Marcos’un Filipinler’i
Son zamanlarda Hint-Pasifik’te dengeleri etkileyebilecek diğer bir gelişme de Filipinler’deki iktidar değişikliği. Haziran sonunda Bongbong Marcos, 2016’dan beri Filipinler’i yöneten Rodrigo Duterte’den başkanlığı devralacak. Duterte, Çin karşıtı selefi Benigno Aquino’dan farklı olarak “bağımsız bir dış politika” yaklaşımı benimseyeceğini ilan etti ve hem Çin hem de Rusya ile iyi ilişkiler geliştirme yoluna gitti.
Duterte, Filipinler’in geleneksel müttefiki ABD’ye karşı olmamakla birlikte mesafeli bir politika izledi. Çin ile sorunlarında özellikle Güney Çin Denizi’nde çatışmacı bir yaklaşım yerine temkinli, pragmatik ve uzlaşmacı bir rol oynadı. Fakat Duterte dikkat çekici bir şekilde Mart 2022’de Hindistan’dan 200 kilometrelik Brahmos seyir füzesi aldı. Bongbong Marcos’un ise Duterte’den farklı olarak Filipinler’in Çin ile anlaşmazlık içinde olduğu Güney Çin Denizi konusunda daha güçlü bir pozisyon alması bekleniyor. Ayrıca Marcos, Çin ile yakın ekonomik ilişkilere olumlu baksa da Batı ile de yakın ilişkiler kurmaya çalışıyor.
Sonuç yerine
KYG’nin resmi olarak ilan edildiği 2013 yılından itibaren Çin, Hint-Pasifik’te ciddi bir alan kazanmaya başlamıştı. Filipinler ile iyi ilişkiler geliştirebilmiş, Pakistan, Bangladeş, Myanmar, Maldivler ve Sri Lanka başta olmak üzere bölge ülkelerinde özellikle ekonomik araçlarla etkili bir aktör konumuna gelmişti.
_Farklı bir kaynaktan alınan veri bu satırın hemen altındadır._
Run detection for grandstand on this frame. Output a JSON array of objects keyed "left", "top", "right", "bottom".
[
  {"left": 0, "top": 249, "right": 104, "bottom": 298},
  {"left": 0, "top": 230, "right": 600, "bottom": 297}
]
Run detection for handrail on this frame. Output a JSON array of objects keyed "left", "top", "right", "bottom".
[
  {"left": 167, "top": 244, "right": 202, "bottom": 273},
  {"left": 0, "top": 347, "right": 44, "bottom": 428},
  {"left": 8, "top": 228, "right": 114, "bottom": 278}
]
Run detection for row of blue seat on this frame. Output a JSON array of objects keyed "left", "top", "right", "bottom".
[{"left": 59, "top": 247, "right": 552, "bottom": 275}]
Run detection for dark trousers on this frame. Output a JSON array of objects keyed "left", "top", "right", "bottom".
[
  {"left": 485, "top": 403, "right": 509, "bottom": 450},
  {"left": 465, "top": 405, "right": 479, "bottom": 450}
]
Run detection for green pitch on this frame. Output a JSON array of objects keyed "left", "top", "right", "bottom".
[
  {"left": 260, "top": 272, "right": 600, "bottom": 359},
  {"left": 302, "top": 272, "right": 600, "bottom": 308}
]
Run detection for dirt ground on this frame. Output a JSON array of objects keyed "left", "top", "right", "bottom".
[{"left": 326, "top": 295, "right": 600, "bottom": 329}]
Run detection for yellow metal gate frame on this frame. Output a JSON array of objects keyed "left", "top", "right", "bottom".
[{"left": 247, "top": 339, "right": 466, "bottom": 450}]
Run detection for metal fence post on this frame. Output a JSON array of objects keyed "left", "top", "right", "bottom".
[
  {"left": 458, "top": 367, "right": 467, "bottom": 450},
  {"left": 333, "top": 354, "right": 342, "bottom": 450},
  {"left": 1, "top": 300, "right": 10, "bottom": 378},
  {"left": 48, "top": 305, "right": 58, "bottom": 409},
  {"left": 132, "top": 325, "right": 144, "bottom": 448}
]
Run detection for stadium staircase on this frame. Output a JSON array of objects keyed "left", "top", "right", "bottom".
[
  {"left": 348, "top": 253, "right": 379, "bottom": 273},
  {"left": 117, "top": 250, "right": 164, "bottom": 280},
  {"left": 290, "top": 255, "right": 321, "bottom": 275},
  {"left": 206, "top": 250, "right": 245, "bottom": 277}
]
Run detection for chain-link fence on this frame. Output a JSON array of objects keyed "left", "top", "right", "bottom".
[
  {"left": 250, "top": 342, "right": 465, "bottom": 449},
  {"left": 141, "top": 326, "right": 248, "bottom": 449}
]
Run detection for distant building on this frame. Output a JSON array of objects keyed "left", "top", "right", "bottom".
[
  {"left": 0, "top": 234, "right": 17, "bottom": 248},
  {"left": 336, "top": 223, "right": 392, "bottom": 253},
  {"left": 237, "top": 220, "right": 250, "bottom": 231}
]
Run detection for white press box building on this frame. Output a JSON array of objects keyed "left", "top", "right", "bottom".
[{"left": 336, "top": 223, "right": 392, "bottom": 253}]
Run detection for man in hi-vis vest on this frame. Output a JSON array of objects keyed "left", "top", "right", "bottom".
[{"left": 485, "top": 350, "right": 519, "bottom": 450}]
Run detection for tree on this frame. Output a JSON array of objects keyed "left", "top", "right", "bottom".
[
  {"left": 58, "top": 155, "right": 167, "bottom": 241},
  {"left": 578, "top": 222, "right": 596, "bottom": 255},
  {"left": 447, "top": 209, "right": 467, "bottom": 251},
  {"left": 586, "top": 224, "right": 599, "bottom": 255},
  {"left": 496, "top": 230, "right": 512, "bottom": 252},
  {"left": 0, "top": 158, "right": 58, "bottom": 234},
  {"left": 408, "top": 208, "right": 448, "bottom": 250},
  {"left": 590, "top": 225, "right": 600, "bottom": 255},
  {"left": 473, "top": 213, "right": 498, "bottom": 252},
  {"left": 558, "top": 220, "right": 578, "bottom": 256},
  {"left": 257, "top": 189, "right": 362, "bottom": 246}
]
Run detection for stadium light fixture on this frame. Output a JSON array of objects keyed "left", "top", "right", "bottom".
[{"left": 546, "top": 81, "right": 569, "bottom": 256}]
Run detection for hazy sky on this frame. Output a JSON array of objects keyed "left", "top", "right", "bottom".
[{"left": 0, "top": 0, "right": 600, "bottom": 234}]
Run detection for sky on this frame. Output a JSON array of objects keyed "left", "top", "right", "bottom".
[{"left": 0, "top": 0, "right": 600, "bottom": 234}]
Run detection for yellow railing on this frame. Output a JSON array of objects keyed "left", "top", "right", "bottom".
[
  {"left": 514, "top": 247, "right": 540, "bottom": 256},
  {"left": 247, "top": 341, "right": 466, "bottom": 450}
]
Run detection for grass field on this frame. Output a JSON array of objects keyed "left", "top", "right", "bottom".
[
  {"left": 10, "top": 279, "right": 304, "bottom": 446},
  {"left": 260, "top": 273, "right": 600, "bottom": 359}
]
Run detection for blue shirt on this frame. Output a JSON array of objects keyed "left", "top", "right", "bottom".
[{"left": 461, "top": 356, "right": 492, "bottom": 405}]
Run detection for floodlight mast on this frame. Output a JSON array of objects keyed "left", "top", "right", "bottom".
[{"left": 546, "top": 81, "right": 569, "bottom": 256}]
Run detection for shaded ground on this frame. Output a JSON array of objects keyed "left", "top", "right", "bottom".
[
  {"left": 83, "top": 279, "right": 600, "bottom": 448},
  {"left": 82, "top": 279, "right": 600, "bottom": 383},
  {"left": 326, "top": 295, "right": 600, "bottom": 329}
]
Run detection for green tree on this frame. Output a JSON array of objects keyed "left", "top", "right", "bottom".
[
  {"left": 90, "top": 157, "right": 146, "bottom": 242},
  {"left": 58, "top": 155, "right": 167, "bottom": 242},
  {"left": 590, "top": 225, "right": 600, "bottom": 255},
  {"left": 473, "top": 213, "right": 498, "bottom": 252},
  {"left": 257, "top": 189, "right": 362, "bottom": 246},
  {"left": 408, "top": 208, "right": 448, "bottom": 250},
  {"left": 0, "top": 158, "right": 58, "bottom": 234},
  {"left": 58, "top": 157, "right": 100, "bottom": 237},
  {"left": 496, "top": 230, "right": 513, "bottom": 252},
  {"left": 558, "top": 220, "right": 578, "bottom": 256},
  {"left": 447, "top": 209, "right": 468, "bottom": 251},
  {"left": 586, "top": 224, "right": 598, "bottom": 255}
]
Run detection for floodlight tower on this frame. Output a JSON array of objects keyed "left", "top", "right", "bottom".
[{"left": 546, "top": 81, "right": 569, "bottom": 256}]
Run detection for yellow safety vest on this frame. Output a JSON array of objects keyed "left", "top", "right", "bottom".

Fakat Hint-Pasifik’te Çin yanlısı iktidarlar zor bir döneme girmiş bulunuyor. Hindistan ve Japonya gibi Çin karşıtı olduğu bilinen ülkeler, Çin yanlısı ülkelere Sri Lanka ve Filipinler örneğinde olduğu gibi yatırımlarını ve yardımlarını artırıyor. ABD’nin de Hint-Pasifik stratejisi kapsamında güvenlik merkezli QUAD ve AUKUS örgütlenmelerini aktifleştirmesi ve hatta 23 Mayıs’ta Tokyo’da imzalanan Hint-Pasifik Ekonomik Çerçeve Antlaşması’na 7 Güneydoğu Asya Uluslar Birliği ülkesini de dahil etmesi, Çin’in manevra alanını daraltmaktadır. Hillary Clinton’ın 2011’de dediği gibi küresel politikanın merkezi Asya’da belirleniyor. Süreç başladı bile.